Of course, there are exceptions. I find that the storytellers, if they are telling the story in language that draws you in enough, can find press (although this may be because of where they have come from rather than where they are going). I really enjoy, especially, the storytelling poems of Don McKay, for example. One just wonders..."go far enough". Where is far enough? I am not going to go and find my poems in a bottle, and Patrick Lane has written an eloquent memoir which touches on this subject. I am not going to find my poems from a life experience which I do not have, but I continue to believe that there is room for a poet whose life experience, whose reflections and stories, could be brought together in a way that has meaning for others, too.

So far, however, the general feeling seems to be 'too much philosophy, not enough angst'. Or, perhaps, it is just the language. There are times when I read someone's poem and just gasp with the sheer stunning words of it. There are also the debates between those who think that "poems should mean something" and those who seem to prefer "if there is too much meaning, there is too much poem." There are the poets-who-write-for-obscurity and the poets-who-write-for-laying-it-all-bare-from-the-guts. I tend not to enjoy either of these too much; I want a balance between having to figure out deep meaning, realizing there is no particular meaning, and wishing that the poet had not supplied quite so much information. And then, of course, there are the poets of Hallmark greeting cards and ditties...some of which are genuinely moving but many of which leave me running back to Wordsworth for a taste of a different kind of daffodil.
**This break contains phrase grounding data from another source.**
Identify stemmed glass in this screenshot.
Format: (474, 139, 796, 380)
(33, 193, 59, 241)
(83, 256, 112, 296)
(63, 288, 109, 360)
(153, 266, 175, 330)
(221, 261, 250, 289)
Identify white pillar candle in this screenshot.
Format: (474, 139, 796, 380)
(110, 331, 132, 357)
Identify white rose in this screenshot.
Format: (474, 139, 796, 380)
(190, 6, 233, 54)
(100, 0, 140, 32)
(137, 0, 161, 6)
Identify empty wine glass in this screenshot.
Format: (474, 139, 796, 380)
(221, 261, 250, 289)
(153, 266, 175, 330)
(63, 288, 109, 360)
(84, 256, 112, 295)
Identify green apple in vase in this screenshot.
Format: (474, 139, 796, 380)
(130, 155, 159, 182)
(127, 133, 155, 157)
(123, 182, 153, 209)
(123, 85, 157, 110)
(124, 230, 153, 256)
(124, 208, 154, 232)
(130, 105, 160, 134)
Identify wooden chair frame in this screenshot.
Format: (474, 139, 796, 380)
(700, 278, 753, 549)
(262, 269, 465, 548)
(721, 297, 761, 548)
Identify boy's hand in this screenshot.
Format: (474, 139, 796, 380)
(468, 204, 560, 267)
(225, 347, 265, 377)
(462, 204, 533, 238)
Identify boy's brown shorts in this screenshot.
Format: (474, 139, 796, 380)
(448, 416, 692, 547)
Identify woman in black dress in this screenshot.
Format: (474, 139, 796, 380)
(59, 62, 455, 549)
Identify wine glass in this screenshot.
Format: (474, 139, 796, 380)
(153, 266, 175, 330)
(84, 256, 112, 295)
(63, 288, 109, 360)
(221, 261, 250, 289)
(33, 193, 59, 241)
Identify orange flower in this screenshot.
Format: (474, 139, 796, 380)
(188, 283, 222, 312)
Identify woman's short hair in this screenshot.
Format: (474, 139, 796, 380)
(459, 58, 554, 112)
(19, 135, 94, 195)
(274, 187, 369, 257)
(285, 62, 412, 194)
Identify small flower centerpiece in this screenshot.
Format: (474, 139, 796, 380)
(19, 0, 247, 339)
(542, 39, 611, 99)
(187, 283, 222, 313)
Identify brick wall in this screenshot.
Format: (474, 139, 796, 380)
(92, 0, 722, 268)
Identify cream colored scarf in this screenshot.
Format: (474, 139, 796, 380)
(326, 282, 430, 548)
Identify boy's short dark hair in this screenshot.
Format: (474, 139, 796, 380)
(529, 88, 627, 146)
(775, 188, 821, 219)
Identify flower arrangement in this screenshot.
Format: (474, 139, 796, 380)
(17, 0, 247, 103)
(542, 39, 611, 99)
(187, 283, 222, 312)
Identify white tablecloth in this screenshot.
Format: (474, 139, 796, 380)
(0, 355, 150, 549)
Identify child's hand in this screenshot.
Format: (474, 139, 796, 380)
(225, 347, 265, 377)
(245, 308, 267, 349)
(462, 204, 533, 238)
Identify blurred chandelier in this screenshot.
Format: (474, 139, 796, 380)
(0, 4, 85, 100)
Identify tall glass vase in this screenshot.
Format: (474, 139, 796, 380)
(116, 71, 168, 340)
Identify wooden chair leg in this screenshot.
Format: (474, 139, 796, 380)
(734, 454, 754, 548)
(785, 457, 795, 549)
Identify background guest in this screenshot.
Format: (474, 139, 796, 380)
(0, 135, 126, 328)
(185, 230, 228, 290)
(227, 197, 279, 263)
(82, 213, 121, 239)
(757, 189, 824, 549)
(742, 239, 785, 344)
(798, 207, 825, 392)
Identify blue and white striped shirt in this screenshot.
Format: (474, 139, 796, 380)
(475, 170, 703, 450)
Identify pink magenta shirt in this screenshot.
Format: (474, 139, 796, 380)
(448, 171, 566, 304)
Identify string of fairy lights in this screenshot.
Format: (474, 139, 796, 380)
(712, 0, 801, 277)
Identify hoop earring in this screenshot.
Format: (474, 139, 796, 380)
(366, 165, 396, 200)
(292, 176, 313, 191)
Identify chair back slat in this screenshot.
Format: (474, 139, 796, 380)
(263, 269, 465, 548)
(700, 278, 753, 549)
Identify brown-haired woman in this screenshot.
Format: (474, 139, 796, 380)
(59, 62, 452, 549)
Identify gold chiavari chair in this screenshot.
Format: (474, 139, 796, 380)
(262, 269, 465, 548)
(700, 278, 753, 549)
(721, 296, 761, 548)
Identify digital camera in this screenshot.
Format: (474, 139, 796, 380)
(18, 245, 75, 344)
Let me give you an example of a poem that tries to accommodate to what I think magazines want, but which I will not submit again because it is not authentic voice from me. This poem is an experiment from my 'dark side', as distinct from my series of 'inner bitch' poems (which have some bite). I don't want to compromise like I did in this poem:

turpitude

those people
who think
they’re all that
cat’s meow shit don’t stink
the world’s plaintiffs

wonder why i
can’t weep at
Quentin Tarantino’s
funeral. suttee begins
to look more attractive

so build pyres
for someone seen those
flames. yawp for the old
imaginary (fucken)
apocalypse.

This poem gives you some of my cynicism (it is true) and language I don't usually use (although the gratuitous use of profanity still seems to me somewhat juvenile as an approach). And of course there are a couple of things you have to know in order to 'get' this poem: what is suttee, what is an apocalypse, and a nod to Whitman's use of 'yawp', among other elements. I assume that I don't have to explain Quentin Tarantino (who, incidentally, directed a couple of amazing segments of CSI, in which Nicky gets buried underground, a very fine piece of acting from George Eads). But.

This poem is attractively short (for magazines which prefer sound-byte poems) and decidedly acerbic (at least for me) but is it true? Is it an ironic feminist protest against? And if so, against what, or whom? I think that's where it came from, when I wrote it (quite some time ago) but as happens often, when a poem just 'comes', I'm really not sure where it came from inside. Maybe the subconscious carries more than I think. Of course it does.

Anyway, I will keep you posted on reflections from a poet coming back from Glenairely, at the end of this month. I am hopefully going to continue climbing this steep learning curve...and one of these days, maybe philosophical ruminations (in tight language) will find their day. Maybe I just need to write skinnier poems. I am a Rubenesque woman in an era of anorexics. Maybe I just need to throw up.